Assez curieusement, même pour ceux qui n’imaginent pas même une seconde chercher à comprendre le breton, le mot est finalement facile à deviner, car il se rapproche du terme français (profitez-en, c’est rarissime!); et même latin, puisque le cléac’h est un nom de métier, celui du sonneur de cloches, ou si vous préférez ‘de cloc’hes’. Et quand on parle cloche, c’est forcément qu’il s’agit d’un…clocher, non pas du bourdon de la chapelle. Tout du moins dans un premier temps. Reprenons donc l’histoire de façon chronologique.

Dans l’Antiquité romaine, un clocher n’est pas un clocher, c’est un ‘signum’; et le latin, ce n’est pas difficile à comprendre: ‘signum’, ça veut dire un ‘signe’; pas un clin d’oeil ou un doigt d’honneur, mais un signal comme on dit en marine ou en topographie, à savoir un repère visuel, dont la fonction est de signaler quelque chose d’important. Autant dire que les clochers dits ‘de nos campagnes’ ne sont pas nés de la dernière volée: bien avant que le christianisme n’en fasse son visuel de promo favori, ce sont les traditions…païennes qui ont utilisé un objet dressé en l’air (sic) pour que les mâles des tribus ‘marquent’ leur territoire ou leur présence. Appelez ça colonne Vendôme, obélisque égyptien ou menhir celte, à l’origine, la fonction est la même.

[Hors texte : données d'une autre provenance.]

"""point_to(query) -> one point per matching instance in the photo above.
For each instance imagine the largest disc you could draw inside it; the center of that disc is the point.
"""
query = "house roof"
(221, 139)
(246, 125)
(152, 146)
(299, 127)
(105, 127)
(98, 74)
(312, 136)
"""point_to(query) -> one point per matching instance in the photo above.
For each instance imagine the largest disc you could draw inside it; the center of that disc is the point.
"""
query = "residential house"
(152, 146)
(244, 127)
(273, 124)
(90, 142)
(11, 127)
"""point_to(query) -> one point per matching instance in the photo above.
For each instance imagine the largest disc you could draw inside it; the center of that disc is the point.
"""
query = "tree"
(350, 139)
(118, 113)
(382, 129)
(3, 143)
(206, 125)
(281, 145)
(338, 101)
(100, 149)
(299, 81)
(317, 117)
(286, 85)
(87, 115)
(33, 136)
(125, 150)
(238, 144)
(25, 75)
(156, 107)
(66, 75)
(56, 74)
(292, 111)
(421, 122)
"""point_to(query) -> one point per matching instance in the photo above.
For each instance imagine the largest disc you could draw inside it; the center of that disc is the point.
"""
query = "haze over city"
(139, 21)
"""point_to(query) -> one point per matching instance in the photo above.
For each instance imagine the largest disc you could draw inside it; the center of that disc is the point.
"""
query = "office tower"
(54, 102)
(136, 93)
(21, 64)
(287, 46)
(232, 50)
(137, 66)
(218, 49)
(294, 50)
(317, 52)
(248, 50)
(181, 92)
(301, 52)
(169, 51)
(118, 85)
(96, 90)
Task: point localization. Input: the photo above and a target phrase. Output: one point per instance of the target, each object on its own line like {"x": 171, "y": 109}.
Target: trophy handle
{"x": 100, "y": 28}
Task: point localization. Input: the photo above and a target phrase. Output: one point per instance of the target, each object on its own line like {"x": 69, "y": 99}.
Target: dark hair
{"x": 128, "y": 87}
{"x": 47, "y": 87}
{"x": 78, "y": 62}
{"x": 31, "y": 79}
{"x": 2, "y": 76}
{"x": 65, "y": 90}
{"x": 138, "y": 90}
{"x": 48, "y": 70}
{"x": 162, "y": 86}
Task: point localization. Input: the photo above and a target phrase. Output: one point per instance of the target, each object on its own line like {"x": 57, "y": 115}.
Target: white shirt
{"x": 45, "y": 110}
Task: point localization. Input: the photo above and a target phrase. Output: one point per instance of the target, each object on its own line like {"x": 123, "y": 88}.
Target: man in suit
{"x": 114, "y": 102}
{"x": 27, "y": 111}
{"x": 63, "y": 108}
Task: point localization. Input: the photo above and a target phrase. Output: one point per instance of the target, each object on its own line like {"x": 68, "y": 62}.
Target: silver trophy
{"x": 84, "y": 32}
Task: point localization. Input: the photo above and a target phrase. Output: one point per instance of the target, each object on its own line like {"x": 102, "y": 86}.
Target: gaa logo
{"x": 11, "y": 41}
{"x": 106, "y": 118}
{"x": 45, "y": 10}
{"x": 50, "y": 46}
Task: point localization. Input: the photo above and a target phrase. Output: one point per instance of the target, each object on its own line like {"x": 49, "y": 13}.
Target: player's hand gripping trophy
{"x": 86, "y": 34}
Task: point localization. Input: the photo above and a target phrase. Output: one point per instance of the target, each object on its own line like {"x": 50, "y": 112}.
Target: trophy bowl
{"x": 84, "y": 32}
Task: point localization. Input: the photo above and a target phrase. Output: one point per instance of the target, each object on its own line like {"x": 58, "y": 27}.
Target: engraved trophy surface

Quand, des siècles plus tard, les religions monothéistes récupèrent l’idée pour faire un ‘signe’ à leurs fidèles, que vous l’appeliez minaret ou campanile, tout cela sonne encore à l’unisson. D’ailleurs, les premières églises ou chapelles chrétiennes ne possédaient pas de clocher (au sens ‘moderne’) mais un simple support ou une tour, distincts du bâtiment principal, que l’on retrouve davantage dans l’idée d’un beffroi par exemple que dans les tours de Notre-Dame. C’est lors de ces périodes que, sous l’influence de missionnaires…celtes, le ‘signum’ latin va être remplacé par un mot plus commun (voire décadent), qui est ‘clocca’. Lequel va donc évoluer en cloc’he en dialecte franc, mais se figer en cleac’h en breton. Et même glisser dans le répertoire saxon pour devenir l’anglais ‘clock’, ou le germain ‘glocke’.

Voilà d’ailleurs une ‘clock’ qui résonne bizarrement à nos oreilles francophones, car on attribue la même étymologie à l’expression ‘être en cloque’, en tout cas visuellement. Car ‘clocca’, outre la sculpture de bronze que le bedeau tire par la queue, cela désigne aussi pour les romains tout ce qui ressemble à une bulle, dont la cloche n’est qu’une des formes. Une cloque, c’est aussi avoir des bulles (de brûlures) sur la peau; et ‘être en cloque’, c’est avoir le ventre comme une bulle, ce qui peut quand même donner le bourdon en cas de grossesse non désirée.

Encore deux expressions de cloches célèbres, et qui procèdent de la même idée: quand vous vous ‘tapez la cloche’, c’est que vous dévorez jusqu’à en avoir le ventre arrondi…comme une cloche (et non pas que vous dévorez tous les fromages qui sont sous le couvercle); et quand vous ‘déménagez à la cloche de bois’, pas question de faire du bruit cette fois, puisqu’on ne parle plus d’un tintement mais uniquement de la corde qui agite le battant: les locataires indélicats utilisaient en effet ce moyen pour accrocher leurs bagages et les faire descendre le long du mur, afin de passer les mains dans les poches à la réception et donc tromper l’hôtelier.

Le seul qui n’a rien à voir avec cette cloche, mais qui voudrait bien parfois se la taper, c’est le ‘clochard’, version en langue d’oïl du latin ‘claudiquare’, verbe qui signifie boiter. Ce qui est à l’origine un adjectif péjoratif (avec une terminaison en -ard) exprime d’abord l’allure hésitante du vagabond qui erre, puis, très vite, la démarche de celui qui titube sous l’empire de l’alcool. Ce qui, en tout état de cause, ne risque pas d’être le cas d’Armel le navigateur. En attendant de faire sonner la cloche de la ligne d’arrivée.